After the Vichy government took over, they started to transport Jewish families to the death camps

Elmes stayed in Spain until the end of the civil war, then embarked on a nightmarish journey across the mountains into France, where up to a million Spanish refugees were living in camps. “She got clothes and food, not just for the people in the camps but for everyone in the area, which was suffering terribly,” says Moynihan. “After the Vichy government took over, they started to transport Jewish families to the death camps. Mary Elmes and the Quakers tried to find ways to get the children out.”

It was dangerous work – Elmes sometimes put children in the boot of her car – which inevitably brought her to the attention of the Gestapo. She was arrested and sent to the notorious Frasnes Prison outside Paris, but was released after six months.

The Woman Is Present is structured as a series of monologues in which Steinberg, Elmes and a number of other women tell their own stories. How do Smashing Times go about re-working these already dramatic stories as theatrical performances? "For a long time we've been making performances where people share their stories and then we fictionalise them to protect their privacy," Moynihan says. "We wanted to fictionalised these stories, too – but we found we couldn't. The power comes from the naming of the women."

Moynihan has written two of the pieces in The Woman Is Present; the other writers are Deirdre Kinahan, Fiona Bawn Thompson and Paul Kennedy. Was it a harrowing business, researching these lives lived among the horrors of war and genocide? "On one level," she says. But it was also inspirational. "What comes across is the incredible spirit of the women. They're all extraordinary in their determination to stand up for human dignity. None of them accepted the oppression that was imposed on them; each one fought back in their own way."

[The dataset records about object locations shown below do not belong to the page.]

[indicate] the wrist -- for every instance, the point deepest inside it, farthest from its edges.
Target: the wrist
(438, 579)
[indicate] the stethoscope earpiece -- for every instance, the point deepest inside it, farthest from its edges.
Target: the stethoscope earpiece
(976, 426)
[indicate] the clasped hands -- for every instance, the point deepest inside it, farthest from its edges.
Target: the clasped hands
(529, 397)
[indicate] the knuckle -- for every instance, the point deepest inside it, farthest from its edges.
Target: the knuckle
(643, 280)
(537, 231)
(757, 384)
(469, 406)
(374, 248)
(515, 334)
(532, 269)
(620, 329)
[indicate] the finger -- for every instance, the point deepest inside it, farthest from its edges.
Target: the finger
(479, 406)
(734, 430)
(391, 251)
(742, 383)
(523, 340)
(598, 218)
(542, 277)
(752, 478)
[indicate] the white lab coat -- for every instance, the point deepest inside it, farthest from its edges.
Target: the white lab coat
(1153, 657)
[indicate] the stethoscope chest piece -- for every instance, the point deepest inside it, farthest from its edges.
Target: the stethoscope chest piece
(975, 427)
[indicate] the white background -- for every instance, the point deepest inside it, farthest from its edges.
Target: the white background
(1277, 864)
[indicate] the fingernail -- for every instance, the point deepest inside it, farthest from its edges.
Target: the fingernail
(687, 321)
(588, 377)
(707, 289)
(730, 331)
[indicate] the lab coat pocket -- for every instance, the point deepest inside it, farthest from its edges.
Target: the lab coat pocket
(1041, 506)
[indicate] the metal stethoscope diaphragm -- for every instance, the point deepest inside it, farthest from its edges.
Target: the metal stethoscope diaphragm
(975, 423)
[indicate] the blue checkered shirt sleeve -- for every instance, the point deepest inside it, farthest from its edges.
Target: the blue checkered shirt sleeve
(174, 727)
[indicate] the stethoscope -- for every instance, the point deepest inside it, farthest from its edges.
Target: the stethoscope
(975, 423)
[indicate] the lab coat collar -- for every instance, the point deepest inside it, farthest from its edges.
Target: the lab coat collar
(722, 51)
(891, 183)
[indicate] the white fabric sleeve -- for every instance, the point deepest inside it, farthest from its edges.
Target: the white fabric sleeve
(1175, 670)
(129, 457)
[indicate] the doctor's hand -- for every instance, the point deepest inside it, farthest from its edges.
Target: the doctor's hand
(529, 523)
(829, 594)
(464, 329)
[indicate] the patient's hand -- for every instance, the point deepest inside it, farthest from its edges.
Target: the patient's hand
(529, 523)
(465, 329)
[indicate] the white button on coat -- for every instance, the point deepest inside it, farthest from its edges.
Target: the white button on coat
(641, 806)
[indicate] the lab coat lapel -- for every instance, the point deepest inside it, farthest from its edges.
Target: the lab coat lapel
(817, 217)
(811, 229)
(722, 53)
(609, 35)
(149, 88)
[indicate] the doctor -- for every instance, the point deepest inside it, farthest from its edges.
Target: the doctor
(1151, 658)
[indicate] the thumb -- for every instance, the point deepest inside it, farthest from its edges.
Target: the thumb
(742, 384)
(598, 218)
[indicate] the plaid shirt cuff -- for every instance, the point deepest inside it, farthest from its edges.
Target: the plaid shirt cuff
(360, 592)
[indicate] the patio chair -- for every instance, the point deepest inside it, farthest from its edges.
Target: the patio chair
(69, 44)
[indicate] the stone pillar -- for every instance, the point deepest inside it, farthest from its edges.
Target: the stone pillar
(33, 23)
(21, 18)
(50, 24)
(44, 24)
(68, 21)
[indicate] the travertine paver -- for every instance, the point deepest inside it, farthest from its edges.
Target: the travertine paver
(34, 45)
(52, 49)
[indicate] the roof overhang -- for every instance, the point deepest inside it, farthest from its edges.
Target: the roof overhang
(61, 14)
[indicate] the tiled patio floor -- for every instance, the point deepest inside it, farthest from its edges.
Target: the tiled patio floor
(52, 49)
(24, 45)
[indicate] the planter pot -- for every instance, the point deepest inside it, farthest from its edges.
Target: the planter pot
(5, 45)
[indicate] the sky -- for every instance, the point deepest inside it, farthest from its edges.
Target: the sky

It’s important to acknowledge and remember what happened during the second World War, she says. But the example of these astonishing women also offers hope – and inspiration – to those of us who are growing ever more dismayed by what’s currently happening in the world.

We found ourselves looking at the exact same pictures – except they were in colour . . . people fleeing from Syria

“We wanted to see for ourselves the journey that Mary Elmes would have made,” Moynihan recalls. “So one day, in rehearsal, we were watching some old black-and-white BBC film of Spanish refugees crossing the mountains into France,

"Then, when we went home, we were watching the news on TV. And we found ourselves looking at the exact same pictures – except they were in colour, and they were of people fleeing from Syria. It was so similar. That's why we think these stories are so relevant today." "The Woman Is Present" is at An Táin Arts Centre, Dundalk, Co Louth, on Sept 28. It then tours to Lisburn (Oct 7), Belfast (Oct 10), Omagh (Oct 11), Bray (Oct 20), TCD (Oct 25-26), Wexford Arts Centre (Nov 1), Germany (Nov 19), Blanchardstown (Nov 30) and Derry (Feb 24, 2018). For more information, including a digital booklet which tells the stories of 23 women from the second World War, see smashingtimes.ie

HUMANITY IN THE DETAILS

It’s easy to feel overwhelmed by an international catastrophe as enormous as that of the Holocaust. But when you begin to dig beneath the surface of history, you find tiny threads of personal connection. These are the sparks of light in the darkness: and that’s where empathy begins. Here are some of the sparks that helped Smashing Times to recreate the stories of women from the second World War.

* In the archive of the Irish Jewish Museum is a postcard. It is believed that Ettie Steinberg addressed it to her family in Dublin and threw it from the moving cattle car in which she and her family were being deported to Auschwitz. It was found by a passer-by, and posted a few days after Steinberg, her husband, and their son were murdered.

* When Moynihan began to research the life of Mary Elmes she found a very old blog on a Quaker website. She sent off an email, and was put in touch with an Englishman called Bernard Wilson who had a house in the south of France. He got interested in what had happened there during the war – and kept hearing the name “Miss Mary”. Eventually, he wrote a book about Mary Elmes.

Since then more information about Elmes has emerged, much of which will be contained in a new biography, A Time to Risk All, by Clodagh Finn. Finn contacted one of the people who, as a child, was saved by Elmes. He is now an academic in New York. The book will be published by Gill Books in October.